Qualifizierung im Gesamtpaket

Ein vertrauensvoller Austausch unter allen beteiligten Institutionen ist die Voraussetzung dafür, den Menschen im komplexen Prozess der Fachkräfteeinwanderung Orientierung und einen verlässlichen Zugang zu Informationen zu bieten: im Rahmen von Sprachkursen und Vorintegrationsangeboten in der Heimat bis zu den Angeboten rund um die Erstintegration, wie etwa dem Webportal "Mein Weg nach Deutschland", die den Einstieg ins Alltags- und Berufsleben erheblich erleichtern.

Das Webportal "Mein Weg nach Deutschland" bildet die Basis des Projekts "Ankommen in Deutschland", das vom Asyl-, Migrations- und Integrationsfonds kofinanziert wird. Es adressiert neu zugewanderte Drittstaatsangehörige, die aus beruflichen oder privaten Gründen nach Deutschland gekommen sind. Weitere Informationen unter www.goethe.de/mwnd

Darüber hinaus bringt das Goethe-Institut seine fachliche Expertise ein, unter anderem in wichtige Fachgremien wie den Beirat des Deutschen Kompetenzzentrums für Fachkräfte in den Gesundheits- und Pflegeberufen. Vor allem aber fließt das in jahrzehntelanger Praxis gewonnene Wissen rund um die Begleitung der Arbeitsmigration in die Entwicklung innovativer, individuell zugeschnittener Angebote, deren Formate je nach lokalen Besonderheiten und Erfordernissen variieren.

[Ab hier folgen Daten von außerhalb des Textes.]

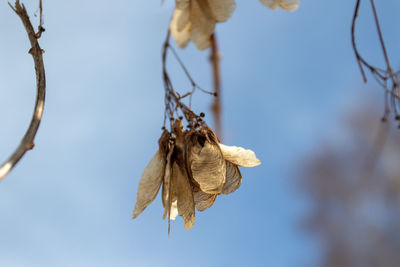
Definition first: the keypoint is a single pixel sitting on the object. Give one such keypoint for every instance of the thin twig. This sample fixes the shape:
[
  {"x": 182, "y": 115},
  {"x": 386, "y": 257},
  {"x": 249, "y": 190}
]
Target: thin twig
[
  {"x": 216, "y": 105},
  {"x": 172, "y": 98},
  {"x": 27, "y": 141},
  {"x": 381, "y": 76}
]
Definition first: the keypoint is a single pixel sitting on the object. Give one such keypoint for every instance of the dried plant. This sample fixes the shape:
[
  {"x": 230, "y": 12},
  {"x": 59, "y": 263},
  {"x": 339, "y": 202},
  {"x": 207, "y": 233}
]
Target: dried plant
[
  {"x": 192, "y": 165},
  {"x": 27, "y": 142},
  {"x": 387, "y": 78}
]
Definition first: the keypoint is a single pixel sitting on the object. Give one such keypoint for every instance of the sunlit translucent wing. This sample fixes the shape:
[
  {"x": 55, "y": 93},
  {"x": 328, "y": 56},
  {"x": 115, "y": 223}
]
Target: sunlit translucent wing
[
  {"x": 174, "y": 209},
  {"x": 184, "y": 196},
  {"x": 239, "y": 156},
  {"x": 233, "y": 178},
  {"x": 182, "y": 37},
  {"x": 150, "y": 183},
  {"x": 182, "y": 4},
  {"x": 222, "y": 9},
  {"x": 203, "y": 24},
  {"x": 208, "y": 168},
  {"x": 289, "y": 5},
  {"x": 203, "y": 200}
]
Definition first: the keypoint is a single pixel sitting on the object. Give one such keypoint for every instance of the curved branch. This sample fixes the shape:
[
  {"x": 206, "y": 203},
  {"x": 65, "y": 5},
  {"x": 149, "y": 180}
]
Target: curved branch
[
  {"x": 216, "y": 105},
  {"x": 27, "y": 141}
]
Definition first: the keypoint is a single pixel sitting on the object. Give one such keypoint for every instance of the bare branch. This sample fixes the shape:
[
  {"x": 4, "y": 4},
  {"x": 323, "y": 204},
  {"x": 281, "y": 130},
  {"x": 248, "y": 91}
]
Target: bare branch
[
  {"x": 216, "y": 105},
  {"x": 27, "y": 141},
  {"x": 386, "y": 78}
]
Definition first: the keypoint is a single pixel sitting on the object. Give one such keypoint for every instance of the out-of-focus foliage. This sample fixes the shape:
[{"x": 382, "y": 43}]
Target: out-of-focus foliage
[{"x": 354, "y": 188}]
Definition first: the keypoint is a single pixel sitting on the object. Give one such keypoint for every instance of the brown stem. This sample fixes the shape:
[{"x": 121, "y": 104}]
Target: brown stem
[
  {"x": 27, "y": 141},
  {"x": 216, "y": 105}
]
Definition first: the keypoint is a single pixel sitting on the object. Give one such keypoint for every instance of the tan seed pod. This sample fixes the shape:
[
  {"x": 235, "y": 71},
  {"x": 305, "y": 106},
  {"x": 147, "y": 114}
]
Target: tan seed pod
[
  {"x": 240, "y": 156},
  {"x": 233, "y": 178},
  {"x": 184, "y": 196},
  {"x": 222, "y": 9},
  {"x": 208, "y": 168},
  {"x": 149, "y": 183},
  {"x": 167, "y": 197}
]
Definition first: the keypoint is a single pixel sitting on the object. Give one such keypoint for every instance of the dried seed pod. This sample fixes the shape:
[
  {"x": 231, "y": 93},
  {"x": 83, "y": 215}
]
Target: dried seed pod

So bietet zum Beispiel das Modell der sogenannten Sprachkursbrücken sprachliche und interkulturelle Qualifizierung von internationalen Fachkräften an allen zwölf Institutsstandorten in Deutschland. Die Kurse beginnen an den Institutsorten im Heimatland der Fachkräfte, führen dort bis zum Erreichen der Niveaustufe B1 und werden dann an den Institutsorten in Deutschland bis zum Erreichen der Niveaustufe B2 fortgesetzt. Die Auftraggeber werben dadurch ausländische Fachkräfte an, die bereits im Vorfeld umfassend auf ein Leben und Arbeiten in Deutschland vorbereitet worden sind.

Die Angebote des Goethe-Instituts für ausländische Fachkräfte gibt es nicht ausschließlich für Pflegekräfte. In Belgrad läuft zum Beispiel seit einigen Jahren ein gemeinsames Projekt des Goethe-Instituts mit der Länderbahn AG, bei dem die serbischen Lokführer für den Einsatz in Deutschland bis zum Niveau B1 sprachlich qualifiziert werden.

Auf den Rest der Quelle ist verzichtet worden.